While many pundits expected a long night and close call, the midterm elections produced a definitive victory for the Republican Party. Not only did the Republicans recapture the Senate, but they increased their majority in the House of Representatives and won several governorships in states that typically lean Democrat. Still, the Republicans did not capture a "veto-proof" majority in the Senate and President Obama still has two more years in office. This begs the question: How much will policy actually change?

Movie buffs may recall Bill Murray's classic speech in the 1979 film "Meatballs" exhorting the campers "It just doesn't matter!" in their efforts to beat a rival camp in a race. For investors, this moment comes to mind as we face the prospect of a new U.S. Senate and House of Representatives: While the midterm election represents a significant shift in Washington's balance of power, it is not clear how large an impact the election results will have on financial markets.

Despite persistent and often creative efforts to identify market biases based on political configurations, there is little evidence to suggest a clear relationship. While policy matters a great deal, historically, no one party or configuration of parties has been consistently better or worse for financial markets. There is also little evidence to support the popular view that financial markets perform better during periods of divided government.

This leaves the Bill Murray question: Does Washington matter at all? Our view is that there are instances when both politics and the political cycle may have, at the margin, some impact. First, there is some evidence to suggest that equity markets do better during the third year of a presidential cycle. This phenomenon may be driven by a tendency to increase both fiscal and monetary stimulus in the run-up to a presidential election. However, while this has been a fairly reliable pattern in the past, it may not prove as meaningful next year. Given where we are in the monetary cycle, further monetary easing is unlikely. On the fiscal side, a combination of budgetary and political constraints make any further stimulus, to say the least, difficult to imagine.

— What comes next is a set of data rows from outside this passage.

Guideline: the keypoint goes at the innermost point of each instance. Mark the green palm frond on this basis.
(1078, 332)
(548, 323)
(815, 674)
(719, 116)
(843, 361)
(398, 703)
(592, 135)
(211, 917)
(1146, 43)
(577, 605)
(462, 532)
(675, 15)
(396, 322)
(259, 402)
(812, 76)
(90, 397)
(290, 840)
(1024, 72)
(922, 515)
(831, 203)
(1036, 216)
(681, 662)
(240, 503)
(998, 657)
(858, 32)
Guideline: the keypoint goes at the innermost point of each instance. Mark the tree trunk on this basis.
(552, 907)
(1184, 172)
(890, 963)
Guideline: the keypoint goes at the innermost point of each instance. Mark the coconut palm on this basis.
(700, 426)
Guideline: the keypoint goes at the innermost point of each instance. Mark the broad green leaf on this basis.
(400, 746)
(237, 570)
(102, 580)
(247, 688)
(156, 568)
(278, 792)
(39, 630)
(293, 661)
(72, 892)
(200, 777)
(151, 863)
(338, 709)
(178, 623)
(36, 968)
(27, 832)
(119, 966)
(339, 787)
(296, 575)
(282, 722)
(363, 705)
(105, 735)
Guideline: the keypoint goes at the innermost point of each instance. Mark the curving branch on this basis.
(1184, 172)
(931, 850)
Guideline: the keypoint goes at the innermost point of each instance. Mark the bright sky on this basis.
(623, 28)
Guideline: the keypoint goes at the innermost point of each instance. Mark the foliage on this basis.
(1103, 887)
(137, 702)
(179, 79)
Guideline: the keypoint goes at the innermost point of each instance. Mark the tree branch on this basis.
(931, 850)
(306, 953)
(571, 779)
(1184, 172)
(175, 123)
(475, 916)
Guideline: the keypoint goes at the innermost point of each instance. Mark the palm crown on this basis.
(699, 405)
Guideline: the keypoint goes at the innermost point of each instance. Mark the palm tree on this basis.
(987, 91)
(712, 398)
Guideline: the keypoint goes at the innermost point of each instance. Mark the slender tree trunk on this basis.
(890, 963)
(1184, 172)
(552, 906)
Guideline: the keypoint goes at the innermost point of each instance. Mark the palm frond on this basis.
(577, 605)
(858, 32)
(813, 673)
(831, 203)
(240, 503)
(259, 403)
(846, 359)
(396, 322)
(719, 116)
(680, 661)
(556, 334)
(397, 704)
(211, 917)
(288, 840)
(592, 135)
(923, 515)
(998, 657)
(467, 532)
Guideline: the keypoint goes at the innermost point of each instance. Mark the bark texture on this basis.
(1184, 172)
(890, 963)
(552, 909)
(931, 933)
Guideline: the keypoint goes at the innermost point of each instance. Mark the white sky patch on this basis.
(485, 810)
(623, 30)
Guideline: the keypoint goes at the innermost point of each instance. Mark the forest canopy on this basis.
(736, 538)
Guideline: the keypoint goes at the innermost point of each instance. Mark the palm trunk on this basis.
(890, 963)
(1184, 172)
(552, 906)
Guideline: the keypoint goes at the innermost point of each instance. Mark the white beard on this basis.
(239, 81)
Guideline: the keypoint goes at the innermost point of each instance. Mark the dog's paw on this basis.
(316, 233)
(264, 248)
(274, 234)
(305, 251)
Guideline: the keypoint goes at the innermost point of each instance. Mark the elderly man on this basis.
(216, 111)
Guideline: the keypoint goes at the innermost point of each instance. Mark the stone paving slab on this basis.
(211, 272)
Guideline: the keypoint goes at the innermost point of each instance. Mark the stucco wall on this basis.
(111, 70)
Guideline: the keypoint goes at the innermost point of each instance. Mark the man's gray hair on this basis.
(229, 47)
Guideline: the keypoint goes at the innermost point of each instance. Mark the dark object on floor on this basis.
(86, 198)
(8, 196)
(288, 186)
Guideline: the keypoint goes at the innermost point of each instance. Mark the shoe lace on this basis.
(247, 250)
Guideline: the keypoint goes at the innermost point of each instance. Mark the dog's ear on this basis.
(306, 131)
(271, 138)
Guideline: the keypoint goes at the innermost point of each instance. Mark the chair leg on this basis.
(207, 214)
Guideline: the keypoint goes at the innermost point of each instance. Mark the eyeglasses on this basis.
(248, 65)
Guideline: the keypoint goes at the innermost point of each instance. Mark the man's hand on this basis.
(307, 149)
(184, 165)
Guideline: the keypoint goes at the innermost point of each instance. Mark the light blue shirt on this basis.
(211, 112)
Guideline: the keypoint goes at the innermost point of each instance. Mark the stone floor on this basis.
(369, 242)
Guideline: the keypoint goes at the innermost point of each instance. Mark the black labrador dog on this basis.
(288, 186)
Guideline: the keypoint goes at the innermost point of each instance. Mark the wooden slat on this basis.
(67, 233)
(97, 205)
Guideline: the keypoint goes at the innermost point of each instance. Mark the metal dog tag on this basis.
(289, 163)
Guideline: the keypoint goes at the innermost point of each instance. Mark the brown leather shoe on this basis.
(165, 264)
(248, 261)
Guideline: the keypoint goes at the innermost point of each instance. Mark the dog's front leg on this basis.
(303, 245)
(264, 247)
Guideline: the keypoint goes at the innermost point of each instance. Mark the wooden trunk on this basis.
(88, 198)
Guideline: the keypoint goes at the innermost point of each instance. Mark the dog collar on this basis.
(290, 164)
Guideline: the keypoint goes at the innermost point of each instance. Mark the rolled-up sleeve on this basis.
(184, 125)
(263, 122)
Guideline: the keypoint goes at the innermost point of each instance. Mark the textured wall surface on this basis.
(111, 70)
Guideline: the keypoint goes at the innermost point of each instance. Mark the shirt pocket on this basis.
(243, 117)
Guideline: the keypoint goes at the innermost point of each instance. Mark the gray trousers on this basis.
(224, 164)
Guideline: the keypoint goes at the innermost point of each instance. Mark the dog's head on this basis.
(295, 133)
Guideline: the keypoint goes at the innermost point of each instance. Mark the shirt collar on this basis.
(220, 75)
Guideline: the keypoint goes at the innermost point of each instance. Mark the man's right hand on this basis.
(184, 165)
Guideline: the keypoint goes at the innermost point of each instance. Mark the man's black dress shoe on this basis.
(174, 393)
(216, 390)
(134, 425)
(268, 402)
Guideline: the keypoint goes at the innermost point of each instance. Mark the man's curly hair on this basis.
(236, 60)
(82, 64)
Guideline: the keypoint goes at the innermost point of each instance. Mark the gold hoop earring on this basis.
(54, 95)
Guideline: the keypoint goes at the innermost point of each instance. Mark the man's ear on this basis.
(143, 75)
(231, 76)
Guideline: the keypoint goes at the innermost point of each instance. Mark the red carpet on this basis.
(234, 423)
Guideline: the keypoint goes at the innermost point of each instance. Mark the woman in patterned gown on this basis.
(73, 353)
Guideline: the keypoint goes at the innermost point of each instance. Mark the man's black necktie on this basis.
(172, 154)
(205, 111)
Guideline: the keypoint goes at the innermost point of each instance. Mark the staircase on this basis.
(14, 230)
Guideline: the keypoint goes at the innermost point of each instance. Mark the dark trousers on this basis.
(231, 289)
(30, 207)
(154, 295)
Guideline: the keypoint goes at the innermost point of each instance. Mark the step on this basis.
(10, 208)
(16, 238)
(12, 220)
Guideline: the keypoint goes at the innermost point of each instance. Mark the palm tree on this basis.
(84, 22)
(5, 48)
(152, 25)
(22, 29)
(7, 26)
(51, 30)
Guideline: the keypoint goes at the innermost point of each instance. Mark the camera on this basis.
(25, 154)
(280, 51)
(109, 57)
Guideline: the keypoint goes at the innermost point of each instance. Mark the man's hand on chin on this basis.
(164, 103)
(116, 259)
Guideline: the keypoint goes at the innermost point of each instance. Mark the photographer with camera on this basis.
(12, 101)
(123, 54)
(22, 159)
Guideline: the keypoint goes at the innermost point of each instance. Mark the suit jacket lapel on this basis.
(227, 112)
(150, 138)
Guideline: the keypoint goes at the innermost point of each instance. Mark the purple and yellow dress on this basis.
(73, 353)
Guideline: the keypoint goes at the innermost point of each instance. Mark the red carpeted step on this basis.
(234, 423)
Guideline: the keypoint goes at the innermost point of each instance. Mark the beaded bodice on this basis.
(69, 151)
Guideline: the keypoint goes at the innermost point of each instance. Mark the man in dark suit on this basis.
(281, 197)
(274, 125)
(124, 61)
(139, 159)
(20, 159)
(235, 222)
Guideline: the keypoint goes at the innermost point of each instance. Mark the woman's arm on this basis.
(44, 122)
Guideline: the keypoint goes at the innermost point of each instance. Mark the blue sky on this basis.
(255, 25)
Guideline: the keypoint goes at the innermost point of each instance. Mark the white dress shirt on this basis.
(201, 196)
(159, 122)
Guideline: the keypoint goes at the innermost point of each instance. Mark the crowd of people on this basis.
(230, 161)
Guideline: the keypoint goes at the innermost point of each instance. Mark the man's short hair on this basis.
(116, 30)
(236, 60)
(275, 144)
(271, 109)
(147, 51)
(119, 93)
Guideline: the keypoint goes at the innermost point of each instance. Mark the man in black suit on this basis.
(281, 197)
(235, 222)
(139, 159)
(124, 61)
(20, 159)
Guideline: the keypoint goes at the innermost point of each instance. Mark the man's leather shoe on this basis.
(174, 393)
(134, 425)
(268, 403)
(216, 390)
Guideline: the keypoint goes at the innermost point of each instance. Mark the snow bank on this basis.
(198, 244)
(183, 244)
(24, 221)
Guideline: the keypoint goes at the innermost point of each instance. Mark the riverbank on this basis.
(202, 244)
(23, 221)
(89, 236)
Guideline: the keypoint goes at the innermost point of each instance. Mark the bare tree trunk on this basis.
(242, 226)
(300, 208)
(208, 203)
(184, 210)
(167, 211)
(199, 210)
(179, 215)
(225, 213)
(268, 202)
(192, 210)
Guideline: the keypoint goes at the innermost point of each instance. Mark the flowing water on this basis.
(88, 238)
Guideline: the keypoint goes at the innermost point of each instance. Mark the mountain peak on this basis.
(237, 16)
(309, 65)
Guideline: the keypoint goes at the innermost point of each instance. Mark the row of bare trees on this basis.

Where the election is likely to have an impact is at the sector level. A Republican Senate nominally raises the likelihood for further trade liberalization. We are also more likely to see policy movement relating to health care, defense and energy specific issues. For example, it is conceivable that Republicans will use upcoming budgetary negotiations as an opportunity to pair legislation raising the debt ceiling with unrelated items, such as extension of the Keystone Pipeline or repeal of the medical device tax. That said, outside of a few niche areas, or another crisis requiring a policy response, we believe that for the next two years the markets will be driven by fundamentals, not by Washington's machinations.